Maalesef, bugüne kadar sahip olduğumuz deneyimler, bu acı listenin çoğalmaya devam edeceğini gösteriyor.
Ve maalesef, sosyal medyada devriminin yaşandığı günümüzde, medya ve medya çalışanları, uğruna hayatlarını harcadıkları kamuoyu, yani halk tarafından da terk edilmiş ve yanlız bırakılmışlardır.
Bu son cümlemle birlikte binlerce eleştirinin geleceğinin farkındayım. Bütün gazeteciler temiz mi? Gazeteciler mi önce halkı terk etti, halk mı önce gazetecileri terk etti sorunsalına girebiliriz ama sanırım bu 'yumurta-tavuk' meselesine döner ki, sonu yok.
Ancak sonuç önemliyse, ben o sonucu söyleyeyim, halkı tarafından terk edilen, yanlız bırakılan gazeteciler, ya kendi istek ve tercihleriyle ya da mecburen güç odaklarının ellerine geçerler ve halk nefes alabildiği, güce karşı direnç sağlayabildiği tek mecrayı da kaybetmiş olur.
Basın bu açıdan bakıldığı zaman son kaledir. Son burçtur. Basın ele geçirildiğinde, artık ne hak ne hukuk ne demokrasi ne de insan hakları konusunda hiç kimse emin olamaz.
Bazen çok haklı nedenlerle basını suçlayan insanlar olur, emin olun haklıdırlar. Emin olun saydıkları gerekçelerin hepsi doğrudur. Bu sayılan gerekçelerin çoğu da basının yandaşlığı, güce esir olması, güce tapması vs ile ilgili olur.
Ben de bir tek şey söylemek istiyorum, hükümetten veya başka bir güç odağından baskı gören bir gazeteciye, bir basın kuruluşuna destek olmak, basının özgürlüğünü savunmak, basını güç odaklarının elinden kurtarmak, sizin zannettiğiniz kadar güç değil.
Bugün baskı gördüğünüze inandığınız bir gazeteden ertesi gün 5 milyon kişi birer adet satın alsa... Bu onu ele geçirmeye çalışan güç odağı için korkunç bir cevap olur.
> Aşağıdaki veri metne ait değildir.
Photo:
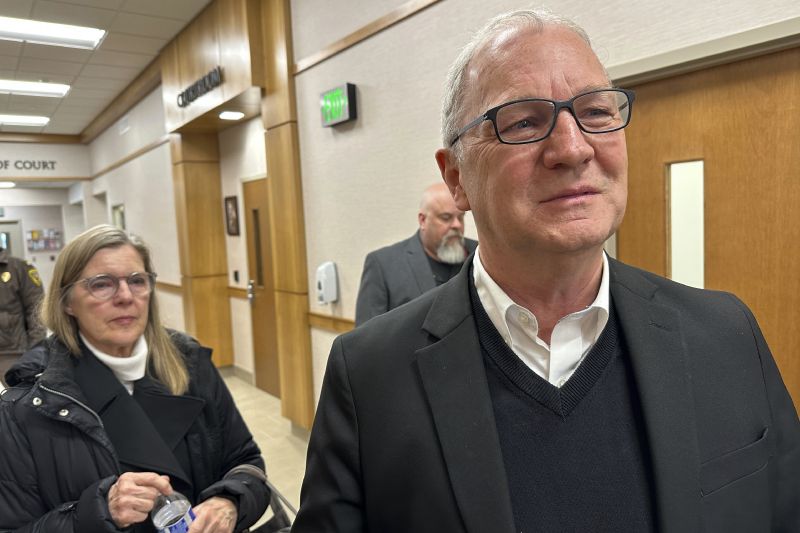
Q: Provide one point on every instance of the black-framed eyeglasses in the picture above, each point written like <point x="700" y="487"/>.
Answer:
<point x="532" y="119"/>
<point x="105" y="286"/>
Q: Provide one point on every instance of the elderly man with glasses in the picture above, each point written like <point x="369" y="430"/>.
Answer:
<point x="549" y="387"/>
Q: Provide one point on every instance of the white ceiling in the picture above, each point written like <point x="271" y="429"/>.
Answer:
<point x="137" y="30"/>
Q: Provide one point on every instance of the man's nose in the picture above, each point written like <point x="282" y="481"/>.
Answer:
<point x="567" y="144"/>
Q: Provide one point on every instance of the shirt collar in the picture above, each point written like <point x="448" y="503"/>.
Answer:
<point x="499" y="306"/>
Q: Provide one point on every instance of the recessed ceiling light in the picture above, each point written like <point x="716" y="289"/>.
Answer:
<point x="33" y="88"/>
<point x="231" y="115"/>
<point x="33" y="31"/>
<point x="23" y="120"/>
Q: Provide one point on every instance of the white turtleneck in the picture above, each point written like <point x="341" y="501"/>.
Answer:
<point x="126" y="369"/>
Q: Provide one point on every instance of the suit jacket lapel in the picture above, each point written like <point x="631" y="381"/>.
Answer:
<point x="653" y="336"/>
<point x="172" y="416"/>
<point x="417" y="261"/>
<point x="455" y="382"/>
<point x="136" y="439"/>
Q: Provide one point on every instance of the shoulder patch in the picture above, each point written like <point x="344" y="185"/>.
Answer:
<point x="34" y="275"/>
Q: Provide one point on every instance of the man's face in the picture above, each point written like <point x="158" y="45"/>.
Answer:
<point x="564" y="194"/>
<point x="441" y="224"/>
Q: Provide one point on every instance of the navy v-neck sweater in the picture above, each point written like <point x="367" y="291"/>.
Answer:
<point x="576" y="458"/>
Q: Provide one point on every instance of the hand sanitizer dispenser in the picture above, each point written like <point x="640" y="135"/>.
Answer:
<point x="327" y="283"/>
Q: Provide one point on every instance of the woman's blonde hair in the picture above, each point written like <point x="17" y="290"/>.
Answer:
<point x="165" y="362"/>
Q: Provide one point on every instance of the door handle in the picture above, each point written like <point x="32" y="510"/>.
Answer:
<point x="251" y="290"/>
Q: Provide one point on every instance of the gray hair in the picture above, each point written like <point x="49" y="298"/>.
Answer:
<point x="455" y="86"/>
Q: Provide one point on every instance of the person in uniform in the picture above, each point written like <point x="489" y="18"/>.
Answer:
<point x="20" y="294"/>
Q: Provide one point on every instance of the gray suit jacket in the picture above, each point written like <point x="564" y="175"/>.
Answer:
<point x="394" y="275"/>
<point x="405" y="439"/>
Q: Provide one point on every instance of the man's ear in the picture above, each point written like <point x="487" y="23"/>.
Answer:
<point x="451" y="174"/>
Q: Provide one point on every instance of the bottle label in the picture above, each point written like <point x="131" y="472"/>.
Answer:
<point x="182" y="525"/>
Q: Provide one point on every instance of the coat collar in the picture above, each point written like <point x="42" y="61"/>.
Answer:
<point x="652" y="333"/>
<point x="454" y="380"/>
<point x="417" y="261"/>
<point x="145" y="428"/>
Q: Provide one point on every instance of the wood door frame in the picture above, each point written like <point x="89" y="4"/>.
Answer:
<point x="262" y="310"/>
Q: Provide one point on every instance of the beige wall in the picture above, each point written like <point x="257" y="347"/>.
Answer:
<point x="361" y="181"/>
<point x="242" y="157"/>
<point x="140" y="126"/>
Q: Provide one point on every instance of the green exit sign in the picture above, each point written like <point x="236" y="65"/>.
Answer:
<point x="338" y="105"/>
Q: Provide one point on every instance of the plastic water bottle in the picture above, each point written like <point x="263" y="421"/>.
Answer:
<point x="172" y="513"/>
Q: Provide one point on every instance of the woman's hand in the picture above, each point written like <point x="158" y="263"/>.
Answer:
<point x="131" y="498"/>
<point x="215" y="515"/>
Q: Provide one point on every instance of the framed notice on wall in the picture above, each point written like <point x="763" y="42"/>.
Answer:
<point x="231" y="215"/>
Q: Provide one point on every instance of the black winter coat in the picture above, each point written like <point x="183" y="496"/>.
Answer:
<point x="68" y="428"/>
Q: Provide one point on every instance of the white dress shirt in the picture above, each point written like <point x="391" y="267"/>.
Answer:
<point x="572" y="338"/>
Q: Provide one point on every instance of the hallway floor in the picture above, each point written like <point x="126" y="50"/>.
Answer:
<point x="282" y="444"/>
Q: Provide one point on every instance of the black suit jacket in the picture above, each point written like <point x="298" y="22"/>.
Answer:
<point x="394" y="275"/>
<point x="405" y="438"/>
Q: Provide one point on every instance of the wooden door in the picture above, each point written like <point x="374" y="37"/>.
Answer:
<point x="743" y="120"/>
<point x="261" y="289"/>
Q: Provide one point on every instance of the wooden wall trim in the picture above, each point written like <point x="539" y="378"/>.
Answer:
<point x="237" y="292"/>
<point x="130" y="157"/>
<point x="402" y="12"/>
<point x="40" y="138"/>
<point x="171" y="288"/>
<point x="144" y="84"/>
<point x="334" y="324"/>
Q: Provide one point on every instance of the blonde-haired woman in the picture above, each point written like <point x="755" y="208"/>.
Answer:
<point x="113" y="409"/>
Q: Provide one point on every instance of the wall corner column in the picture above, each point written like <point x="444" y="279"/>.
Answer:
<point x="201" y="241"/>
<point x="287" y="223"/>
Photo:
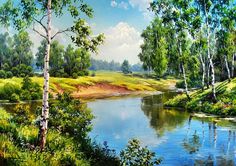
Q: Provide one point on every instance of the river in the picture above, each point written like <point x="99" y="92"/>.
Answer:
<point x="175" y="135"/>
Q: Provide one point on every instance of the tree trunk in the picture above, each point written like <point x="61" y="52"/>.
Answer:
<point x="232" y="67"/>
<point x="185" y="82"/>
<point x="203" y="71"/>
<point x="45" y="106"/>
<point x="210" y="58"/>
<point x="208" y="75"/>
<point x="227" y="67"/>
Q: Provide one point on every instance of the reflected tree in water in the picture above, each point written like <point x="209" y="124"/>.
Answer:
<point x="162" y="119"/>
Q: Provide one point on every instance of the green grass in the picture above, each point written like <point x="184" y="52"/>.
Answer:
<point x="114" y="78"/>
<point x="202" y="101"/>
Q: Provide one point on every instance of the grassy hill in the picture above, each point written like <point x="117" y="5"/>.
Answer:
<point x="102" y="84"/>
<point x="201" y="101"/>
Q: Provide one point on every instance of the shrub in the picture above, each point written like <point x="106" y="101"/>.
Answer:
<point x="27" y="83"/>
<point x="15" y="71"/>
<point x="3" y="74"/>
<point x="71" y="116"/>
<point x="36" y="96"/>
<point x="9" y="89"/>
<point x="134" y="154"/>
<point x="25" y="95"/>
<point x="14" y="98"/>
<point x="75" y="75"/>
<point x="9" y="74"/>
<point x="93" y="74"/>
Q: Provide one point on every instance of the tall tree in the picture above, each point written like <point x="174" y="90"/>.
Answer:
<point x="154" y="49"/>
<point x="40" y="54"/>
<point x="25" y="13"/>
<point x="22" y="49"/>
<point x="56" y="62"/>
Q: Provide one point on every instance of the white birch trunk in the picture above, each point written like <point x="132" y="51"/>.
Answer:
<point x="210" y="59"/>
<point x="203" y="71"/>
<point x="227" y="67"/>
<point x="45" y="106"/>
<point x="232" y="67"/>
<point x="185" y="82"/>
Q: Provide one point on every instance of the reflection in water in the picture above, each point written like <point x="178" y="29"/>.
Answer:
<point x="162" y="119"/>
<point x="178" y="137"/>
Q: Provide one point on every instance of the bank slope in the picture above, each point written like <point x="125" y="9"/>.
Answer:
<point x="202" y="101"/>
<point x="103" y="84"/>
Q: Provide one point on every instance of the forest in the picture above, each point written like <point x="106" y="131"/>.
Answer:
<point x="52" y="102"/>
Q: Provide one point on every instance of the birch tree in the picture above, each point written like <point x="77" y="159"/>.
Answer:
<point x="27" y="13"/>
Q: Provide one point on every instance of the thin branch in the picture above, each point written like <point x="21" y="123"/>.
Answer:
<point x="39" y="33"/>
<point x="43" y="17"/>
<point x="40" y="22"/>
<point x="59" y="32"/>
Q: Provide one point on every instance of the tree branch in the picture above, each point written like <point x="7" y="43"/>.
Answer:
<point x="39" y="33"/>
<point x="40" y="22"/>
<point x="59" y="32"/>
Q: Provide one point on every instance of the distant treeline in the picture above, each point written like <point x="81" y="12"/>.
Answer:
<point x="112" y="66"/>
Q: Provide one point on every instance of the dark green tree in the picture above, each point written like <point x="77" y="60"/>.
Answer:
<point x="24" y="13"/>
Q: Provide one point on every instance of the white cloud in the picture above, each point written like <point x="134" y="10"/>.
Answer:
<point x="122" y="42"/>
<point x="121" y="5"/>
<point x="143" y="6"/>
<point x="113" y="3"/>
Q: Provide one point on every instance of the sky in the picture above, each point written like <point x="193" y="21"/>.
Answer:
<point x="121" y="21"/>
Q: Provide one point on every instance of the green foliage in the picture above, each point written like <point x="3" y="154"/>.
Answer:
<point x="65" y="63"/>
<point x="125" y="67"/>
<point x="201" y="101"/>
<point x="9" y="74"/>
<point x="14" y="98"/>
<point x="3" y="74"/>
<point x="134" y="154"/>
<point x="62" y="112"/>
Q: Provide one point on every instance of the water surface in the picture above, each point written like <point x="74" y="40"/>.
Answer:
<point x="173" y="134"/>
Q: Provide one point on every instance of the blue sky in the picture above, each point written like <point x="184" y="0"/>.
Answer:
<point x="122" y="22"/>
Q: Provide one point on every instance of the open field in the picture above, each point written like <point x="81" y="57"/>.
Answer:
<point x="104" y="84"/>
<point x="202" y="101"/>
Hatta günümüzde bu daha da kolaydır, bir lira verip gazete satın almanız dahi gerekmez.
Bir gazetecinin yanında olduğunuzu hissettirmek için web sitesine girip iki haber tıklamanız yeterlidir. Düşünün herhangi bir gerekçe ile herhangi bir güç odağından baskı gördüğüne inandığınız gazete veya gazetecinin internet gazetesine giriş yapıp, iki haber okumak sizin bir iki dakikanızı alır.
Ancak bu baskıyı hisseden yada bu baskıya maruz kalan bir gazetecinin o anda yada ertesi gün gazetesine ait web sitesinde milyonlarca tık görmesi veya gazetesinin milyonlarca adet satın alınması inanın herkese verilecek en güzel cevap olur.
O zaman ne gazeteci mesleğine ihanet edebilir ne de hiç bir güç basını baskı altına almaya cüret eder.
Yani işin özü şu, basın kötü dahi olsa sahip çıkın, kötü olmasına dahi izin vermeyin. Çünkü basın kötü olduğunda yada yok olduğunda sizin tüm özgürlükleriniz de yok olur!